President Trump’s decision to federalize the D.C. Metropolitan Police Department marks a dramatic escalation in his administration’s bid to bring the capital’s crime under control—and it comes after the city’s leadership flatly refused to enact reforms the White House had requested.
Under the Home Rule Act, unique to the federal district, the president has the authority to assume control of local policing in extraordinary circumstances. Trump is now using that provision, pairing the federalization move with an infusion of FBI agents and mobilized National Guard troops to bolster patrols and deterrence on the streets. The goal is clear: drive down crime rates in a city that has become a flashpoint for violent incidents in recent months.
CNN tries to “fact-check” Trump live on the air with a series of charts insisting crime is not a problem at all in Washington D.C.
I guess CNN thinks crime is okay in the District and that their anchors and correspondents see nothing at issue with the rise in 12, 13, 14 year… pic.twitter.com/Tbc4dMF7u3
— Curtis Houck (@CurtisHouck) August 11, 2025
The press response was immediate and predictable. Outlets like CNN rushed to counter the move with glossy graphics and talking points declaring that crime is “dramatically down” in D.C. But those claims collapse under scrutiny—because the statistics they’re touting come straight from the MPD, which is itself embroiled in a data-falsification scandal.
In July, it emerged that a D.C. police commander, Michael Pulliam, had been suspended and placed on paid leave amid allegations of manipulating crime data.
The police union accuses department leadership of systematically reclassifying serious crimes—shootings, stabbings, carjackings—into lesser categories like “felony assault” or “injured person to the hospital.” These downgraded offenses don’t appear in the department’s daily crime stats and aren’t reported to the FBI’s national database, creating the illusion of falling violent crime.
Fraternal Order of Police Chairman Gregg Pemberton says the practice is not isolated but a de facto directive from command staff.
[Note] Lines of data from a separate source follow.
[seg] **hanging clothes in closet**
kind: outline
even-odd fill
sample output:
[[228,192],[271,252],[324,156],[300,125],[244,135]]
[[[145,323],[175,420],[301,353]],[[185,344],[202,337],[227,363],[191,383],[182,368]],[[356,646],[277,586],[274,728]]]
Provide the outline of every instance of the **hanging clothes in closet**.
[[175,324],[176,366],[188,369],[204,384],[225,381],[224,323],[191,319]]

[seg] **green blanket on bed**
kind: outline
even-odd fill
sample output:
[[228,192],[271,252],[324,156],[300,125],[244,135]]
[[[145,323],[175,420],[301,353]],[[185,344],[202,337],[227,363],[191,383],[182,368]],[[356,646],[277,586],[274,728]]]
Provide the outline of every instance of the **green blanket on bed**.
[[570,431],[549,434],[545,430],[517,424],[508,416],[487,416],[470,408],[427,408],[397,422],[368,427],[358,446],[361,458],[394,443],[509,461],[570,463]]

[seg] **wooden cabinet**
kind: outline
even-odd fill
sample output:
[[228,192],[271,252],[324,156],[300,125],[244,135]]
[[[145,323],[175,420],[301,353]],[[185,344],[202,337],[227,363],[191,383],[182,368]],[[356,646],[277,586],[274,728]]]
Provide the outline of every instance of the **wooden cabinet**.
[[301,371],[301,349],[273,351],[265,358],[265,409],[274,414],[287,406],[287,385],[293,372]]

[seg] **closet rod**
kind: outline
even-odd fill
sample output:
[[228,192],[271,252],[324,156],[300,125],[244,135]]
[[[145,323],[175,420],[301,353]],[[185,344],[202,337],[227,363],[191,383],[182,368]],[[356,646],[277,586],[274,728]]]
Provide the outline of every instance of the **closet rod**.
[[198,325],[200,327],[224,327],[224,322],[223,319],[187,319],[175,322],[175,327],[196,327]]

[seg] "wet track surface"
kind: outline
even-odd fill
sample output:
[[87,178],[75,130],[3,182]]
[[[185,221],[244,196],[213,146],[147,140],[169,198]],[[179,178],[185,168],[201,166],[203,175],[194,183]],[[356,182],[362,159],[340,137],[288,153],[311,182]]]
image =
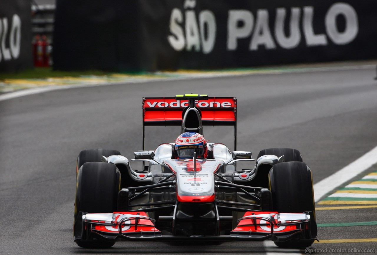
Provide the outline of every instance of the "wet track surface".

Officers responding to felony-level incidents are being told by superiors to write them up as lesser charges, artificially deflating the numbers. “It’s deliberately done,” Pemberton asserts.
This manipulation means the “crime is down” narrative isn’t just misleading—it’s built on doctored records. Yet those same compromised numbers are now being deployed to undermine Trump’s public safety strategy.
By federalizing the MPD, the administration is effectively cutting around the city council’s obstruction and bypassing a local leadership apparatus that, according to whistleblowers and the union, has been more focused on massaging statistics than confronting the underlying violence.